Posted by: Simon L - This is Money | April 04, 2008 at 11:30 AM
FTB's won't touch the Market at the moment, nor upgraders or BTL, the press rightly or wrongly is squeezing the death out of any possible light at the end of the tunnel so 2003 values are a real prospect. I actually want to upgrade but won't in this climate. I split a 3 years ago from partner and bought a flat, have had good payrises since and saved bonuses, (not expected when I went for flat or would have waited), I would dearly love to upgrade now but am terrified to.
It's frustrating being trapped but when you consider what you buy today will be worth less tomorrow who is prepared to increase their mortgage or risk savings? About 6 Months ago I paid of 5K off my Mortgage as it was money I had above tax free savings.
The Property has probably lost that over the last 6 Months so the 5K has evaporated! (Appreciated mortgage debt is less but would rather have spent it on a Holiday as 5K is only a few quid a Month, have a tracker and have benefited from the rate reductions)
Posted by: Gem | April 15, 2008 at 11:09 PM
Super article Richard, and from my point of view you are absolutely spot on. I fortunately sold my house in March this year and it looks like I was extremely lucky to get out in time.
I want to find another property but sellers are being absolutely un-realistic - For example, a house recently came back onto the market yesterday (17/04/08) in a nice location on my radar. It is a 4 bed semi detached property which was on the market for a staggering £575,000 in the middle of 2007. The property had offers for £499,995 (under the 5% stamp duty madness rate) and the vendor declined which they now regret. It came back on the market yesterday for 'offers in the region of £500,000' and the estate agent assured me they will agree a sale on £499,995 (13% reduction). It was originally valued last year at £575K simply because a very similar house sold down the same road on 10/07/07 for £560,000 before the crunch really started.

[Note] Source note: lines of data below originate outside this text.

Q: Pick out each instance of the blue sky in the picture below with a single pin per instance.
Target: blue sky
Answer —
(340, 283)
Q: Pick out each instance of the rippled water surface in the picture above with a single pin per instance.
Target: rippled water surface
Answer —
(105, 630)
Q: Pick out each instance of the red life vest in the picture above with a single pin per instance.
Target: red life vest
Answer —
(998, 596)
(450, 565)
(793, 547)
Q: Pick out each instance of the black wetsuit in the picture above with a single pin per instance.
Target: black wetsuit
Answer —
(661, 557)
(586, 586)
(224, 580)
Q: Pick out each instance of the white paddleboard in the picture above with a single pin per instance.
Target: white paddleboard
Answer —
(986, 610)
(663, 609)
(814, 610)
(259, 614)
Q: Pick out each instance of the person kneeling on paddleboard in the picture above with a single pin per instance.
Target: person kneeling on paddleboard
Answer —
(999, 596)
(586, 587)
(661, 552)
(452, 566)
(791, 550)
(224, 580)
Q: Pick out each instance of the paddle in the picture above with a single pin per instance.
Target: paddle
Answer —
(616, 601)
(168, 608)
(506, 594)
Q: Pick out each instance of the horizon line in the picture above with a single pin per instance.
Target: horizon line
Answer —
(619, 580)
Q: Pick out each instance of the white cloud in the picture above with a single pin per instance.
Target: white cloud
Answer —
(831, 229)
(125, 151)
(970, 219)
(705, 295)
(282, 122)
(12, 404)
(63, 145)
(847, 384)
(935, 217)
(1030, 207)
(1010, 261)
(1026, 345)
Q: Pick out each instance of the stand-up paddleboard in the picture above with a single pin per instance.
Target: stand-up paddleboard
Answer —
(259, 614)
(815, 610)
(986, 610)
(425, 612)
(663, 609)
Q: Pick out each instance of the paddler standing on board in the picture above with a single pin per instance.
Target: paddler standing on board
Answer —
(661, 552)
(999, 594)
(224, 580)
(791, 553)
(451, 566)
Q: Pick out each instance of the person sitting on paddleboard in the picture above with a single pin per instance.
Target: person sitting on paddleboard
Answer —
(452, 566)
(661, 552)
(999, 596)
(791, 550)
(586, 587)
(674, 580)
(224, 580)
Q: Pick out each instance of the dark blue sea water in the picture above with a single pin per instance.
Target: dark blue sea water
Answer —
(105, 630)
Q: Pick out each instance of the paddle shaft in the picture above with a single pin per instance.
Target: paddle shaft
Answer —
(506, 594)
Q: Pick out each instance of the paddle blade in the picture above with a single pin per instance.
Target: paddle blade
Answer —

The only other semi detached house sold in the last 5 years was in Sept 2005 for £455,000 and thats still too much.
I have been advised the seller has been at this house for over 20 years which means they would have bought it in the region of about £60,000 to £90,000. Why do they need half a million pounds for it?
Sellers must be realistic, estate agents need to make honest with thier clients and banks need to go back to lending 3 times annual salaries. (I can still get 5 times my income even now!)
Reductions are flowing into my inbox daily and it's going to get worse.....
Posted by: Ian Russell | April 18, 2008 at 02:08 PM
reading through the comments I notice that GEM is calling for prices to drop so that he can buy but he did not say if he dropped on his recent sale.
Richard's article was spot on. For the last 10+ years we have lived in the land of dreams. All political parties make mistakes but this decade has been a corker, the gold was sold, industry vanished, interest rates were reduced by a stupid amount when they should have been stabilised, buy to rents were encouraged by Gordon for pensions, because he had messed up the company schemes' people were encouraged by the government to take out extra loans so as to buy white goods to keep the nation going and we were told how we were florishing. Now there is no easy money retail will decline. All this is down to these 5 year plans in case they are not re-elected. The public do not count.
In 1997 when Gordon took over instead of confronting the Public Services pay demands he sat on them and carried on the tory policy and gloated about paying off the National Debt, must have been his upbringing, all countries have debts. The result was 2 years later he caved in and gave out massive pay rises which he has had to pay for ever since. Whilst he was doing all this Tony encouraged the massive expansion of the EU which has resulted in a population explosion that will probably bankrupt us. Then what does he do... clears off.